En ce début du troisième millé-naire, l’Algérie possède une soixantaine d’établissements universitaires répartis dans une quarantaine villes.

En dépit des aléas et crises de toutes natures, l’Algérie a mis en place, progressivement, un dispositif universitaire destiné à accompagner son développement économique, démographique, social et culturel. Les phases de cette mise en place sont les suivantes :

1° La métropolisation de la formation supérieure : elle correspond aux années 1960, pendant lesquelles les trois plus grandes villes du pays (Alger, Oran et Constantine) étaient les seules à abriter des établissements chargés d’accueillir les étudiants des grandes régions commandées par ces villes.

2° La régionalisation de la formation supérieure : elle correspond aux années 1970, pendant lesquelles des établissements ont été créés dans des grandes villes régionales, souvent des pôles économiques d’importance (Annaba, Sétif, Batna, Sidi Bel-Abbès, Blida, etc.). Ces créations viennent appuyer les grandes universités existantes, leur servir de relais territoriaux et conforter la fonction de commandement des villes d’accueil.

3° La décentralisation de la formation supérieure : elle correspond aux années 1980 pendant lesquelles la création des établissements se caractérisa par un essaimage plus fort, touchant des villes moyennes et des petites villes, venant appuyer une politique d’aménagement du territoire dans laquelle la fonction universitaire (assimilée au secteur tertiaire supérieur), conforta le développement, le prestige et le commandement des chefs-lieux. D’Est en Ouest et du Nord au Sud, le territoire national est couvert d’implantations universitaires.

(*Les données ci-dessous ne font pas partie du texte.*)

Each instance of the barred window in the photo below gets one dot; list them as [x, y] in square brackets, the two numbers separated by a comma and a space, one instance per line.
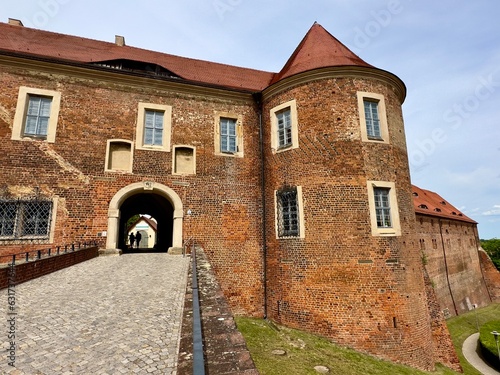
[287, 212]
[24, 219]
[382, 207]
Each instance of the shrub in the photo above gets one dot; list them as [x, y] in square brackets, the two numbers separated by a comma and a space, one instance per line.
[488, 344]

4° La localisation de la formation supérieure : elle correspond à la dernière décennie du siècle précédent et aux années 2000, qui voient les établissements universitaires s’installer progressivement dans tous les chefs-lieux de wilayas. C’est la « wilayisation » de l’université.

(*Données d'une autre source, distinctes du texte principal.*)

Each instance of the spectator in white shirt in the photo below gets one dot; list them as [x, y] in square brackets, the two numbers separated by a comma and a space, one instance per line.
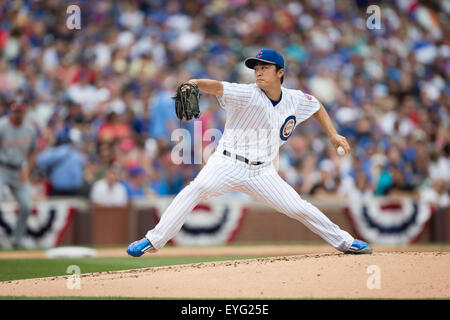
[109, 191]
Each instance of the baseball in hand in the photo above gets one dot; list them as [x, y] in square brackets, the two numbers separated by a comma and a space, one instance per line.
[341, 151]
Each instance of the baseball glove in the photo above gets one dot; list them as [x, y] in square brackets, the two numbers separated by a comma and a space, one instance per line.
[186, 101]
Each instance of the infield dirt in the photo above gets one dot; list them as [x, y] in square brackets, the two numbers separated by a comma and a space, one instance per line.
[296, 272]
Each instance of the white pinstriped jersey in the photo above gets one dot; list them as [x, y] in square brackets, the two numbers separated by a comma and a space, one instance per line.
[255, 128]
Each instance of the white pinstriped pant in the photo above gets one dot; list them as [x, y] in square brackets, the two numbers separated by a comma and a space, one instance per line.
[223, 174]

L’aboutissement de cette logique locale est l’accès à la fonction universitaire des premières villes qui ne sont pas chef-lieu de wilaya : Khemis-Miliana et Azzaba.

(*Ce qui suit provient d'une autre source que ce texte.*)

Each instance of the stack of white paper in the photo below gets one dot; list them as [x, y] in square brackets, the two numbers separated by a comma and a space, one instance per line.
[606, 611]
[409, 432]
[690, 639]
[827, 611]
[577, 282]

Certes, ce déploiement territorial est lié à une demande en hausse régulière, au souci d’éviter la congestion des grands centres et à l’utilité de rapprocher l’étudiant de son lieu de résidence. Cependant, l’enjeu économique est réel. La spécialisation de la formation dans les établissements créés graduellement est souvent liée au développement économique, qui a besoin de cadres. Ainsi, des filières d’électronique, de génie mécanique ou de chimie ont été associées aux industries existantes dans les villes. Le poids des filières de technologie est d’ailleurs particulièrement marqué. La production pédagogique et scientifique de qualité, espérée pour accompagner le développement économique, n’a pas toujours suivi, de même que l’interface organique entre l’université et l’industrie n’a jamais été établie.

Aujourd’hui, l’université est confrontée à l’effritement de l’appareil industriel, à l’absence de liaisons avec les secteurs de la vie économique et sociale, à la faiblesse de la connexion avec les réseaux internationaux ou mondiaux, à une évolution du monde dans laquelle l’adaptation des programmes et des thématiques doit être rapide et souple.

Dans le même temps, elle connaît des changements profonds. Longtemps, elle a été, faute de moyens humains et matériels, cantonnée dans la fonction d’enseignement (transfert de connaissances, formation des cadres). Depuis quelques années, elle développe davantage la fonction de recherche dans le cadre des laboratoires et avec le soutien des enveloppes financières importantes dégagées par le gouvernement. Aujourd’hui, elle introduit le L.M.D (4). Est-elle en mesure de créer dans le pays un environnement scientifique de qualité, susceptible d’aider à améliorer la formation, établir des liens avec des secteurs de l’économie et contribuer à l’accueil de l’investissement étranger ? Autant d’éléments qui indiquent combien il est utile de faire le point sur l’université algérienne.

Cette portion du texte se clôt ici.